El péndulo dejó oír un extraño chirrido y los mensajeros llegaron a mi casa. Tardé en comprender que los mensajeros habían llegado. Lo primero que pensé fue que se había estropeado el reloj. Pero pude ver que continuaba marchando e indicaba con toda probabilidad la hora exacta. Entonces concluí que había una corriente de aire en la habitación. Estaba muy sorprendido: ¿cuál era, pues, ese fenómeno cuyo origen podía ser tanto el desajuste de un reloj como una corriente de aire en la habitación? Pensaba en eso mientras seguía mirando al reloj, sentado en una silla cerca del diván. El minutero estaba sobre el nueve, y la aguja de las horas cerca del cuatro: por tanto, eran las cuatro menos cuarto. Bajo el reloj había un calendario cuyas hojas se agitaban, como si un fuerte viento soplase en la pieza. Mi corazón latía agitado y temí perder el conocimiento.
—Tengo que beber agua —me dije.
Cerca de mí, en una mesilla, había un jarro de agua. Tendí la mano para coger aquel jarro.
—El agua puede ayudarme —me dije—, mirándola.
Entonces comprendí que habían llegado los mensajeros, pero no conseguía distinguirlos del agua. Temía beber porque hubiera podido tragar un mensajero por error. ¿Qué significa esto? Esto no significa nada. Sólo podemos beber líquidos. ¿Acaso los mensajeros son líquidos? No. No hay nada que temer, puedo beber agua tranquilamente. Pero no conseguí encontrarla. Recorrí la pieza buscándola. Intenté meterme un cinto en la boca, pero no era agua. Me metí el calendario en la boca, pero tampoco era agua. Olvidé el asunto del agua y me puse a buscar a los mensajeros. Pero ¿cómo encontrarlos? ¿A qué se parecen? Recordé que no podía distinguirlos del agua, lo cual quiere decir que se parecen a ella. Pero ¿a qué se parece el agua?
Me quedé allí pensando.
No sé cuánto tiempo me quedé allí pensando, pero de pronto, me sobresalté:
—¡Al fin, el agua! —me dije. Pero aquello no era agua, sencillamente me picaba una oreja.

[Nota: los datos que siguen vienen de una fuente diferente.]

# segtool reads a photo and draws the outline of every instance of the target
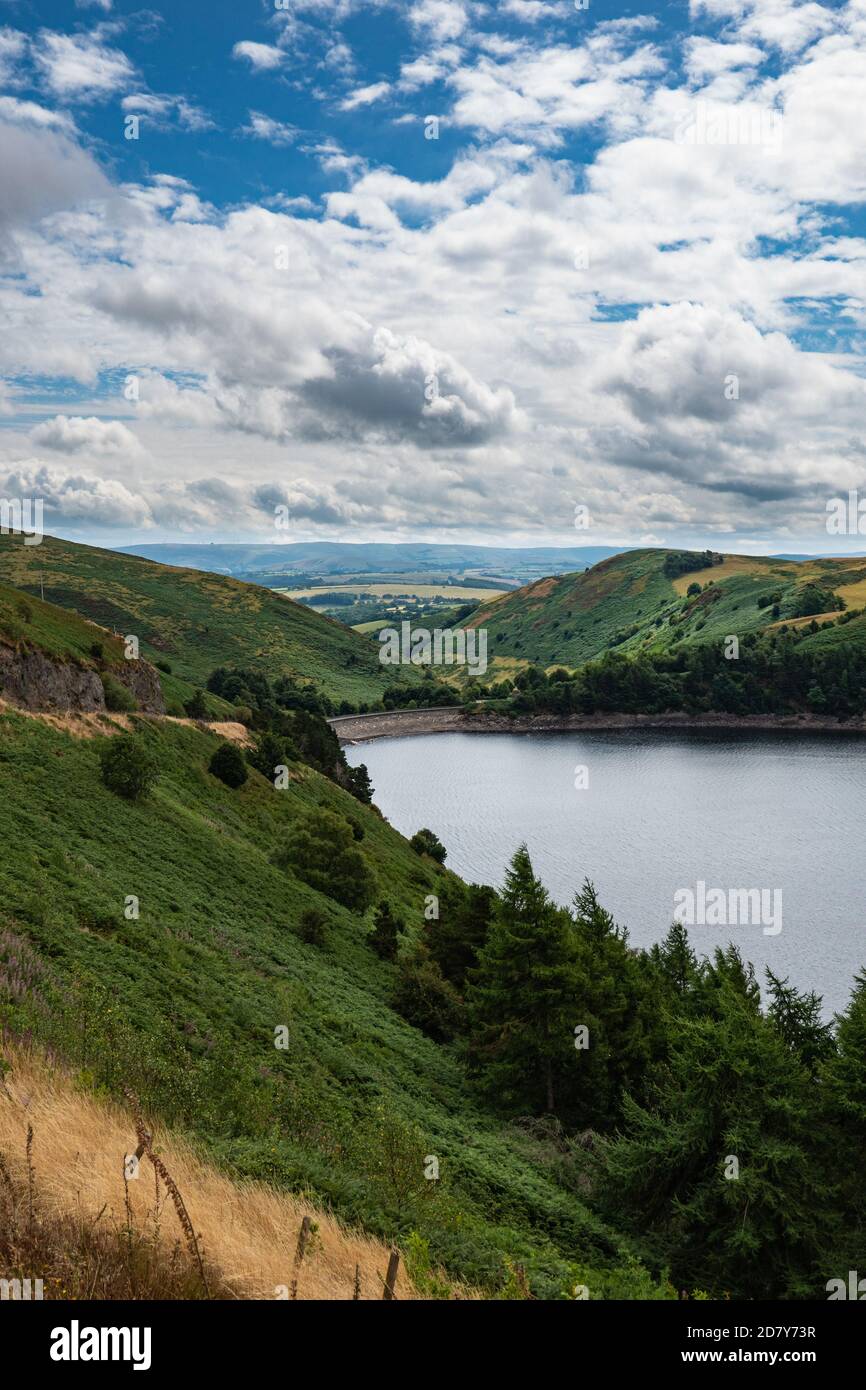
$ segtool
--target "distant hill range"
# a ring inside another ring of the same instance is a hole
[[[577,667],[617,651],[719,642],[773,626],[834,621],[866,606],[866,559],[799,562],[696,550],[626,550],[580,574],[549,575],[484,602],[467,627],[485,628],[488,655],[509,663]],[[822,632],[862,639],[866,617]],[[817,641],[817,637],[815,638]]]
[[[271,545],[154,543],[126,545],[120,553],[142,556],[160,564],[204,570],[249,580],[265,588],[289,588],[307,580],[361,575],[484,577],[516,585],[550,574],[574,574],[614,555],[634,553],[626,546],[493,546],[403,545],[343,541],[299,541]],[[656,555],[666,552],[659,549]],[[813,560],[812,555],[774,555],[773,560]]]
[[[527,580],[546,574],[585,570],[620,546],[585,545],[574,548],[528,546],[503,548],[488,545],[405,545],[309,541],[272,545],[129,545],[126,555],[139,555],[160,564],[231,574],[235,578],[254,577],[259,584],[279,578],[286,584],[293,578],[317,575],[361,574],[438,574],[492,575],[496,578]]]
[[[215,666],[313,681],[331,699],[353,702],[381,699],[395,680],[420,678],[416,667],[382,666],[374,644],[342,623],[225,574],[170,569],[54,537],[22,545],[19,537],[0,535],[0,584],[110,632],[136,635],[146,662],[170,664],[167,695],[183,694],[168,689],[177,678],[190,694]],[[47,612],[44,627],[50,634]],[[78,649],[86,649],[83,639]]]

Me puse a mirar bajo el armario y bajo la cama con la intención, por lo menos, de encontrar agua o a un mensajero. Pero bajo el armario, entre el polvo, sólo encontré una pelota roída por el perro, y, bajo la cama, algunos trozos de cristal.
Bajo la silla, encontré una croqueta mordisqueada. Me la comí y me sentí mejor. El viento ya no soplaba y el reloj con su tic-tac tranquilo indicaba la hora exacta: las cuatro menos cuarto.
—O sea, que los mensajeros ya se han ido —me dije—, y comencé a vestirme para ir a casa de unos amigos.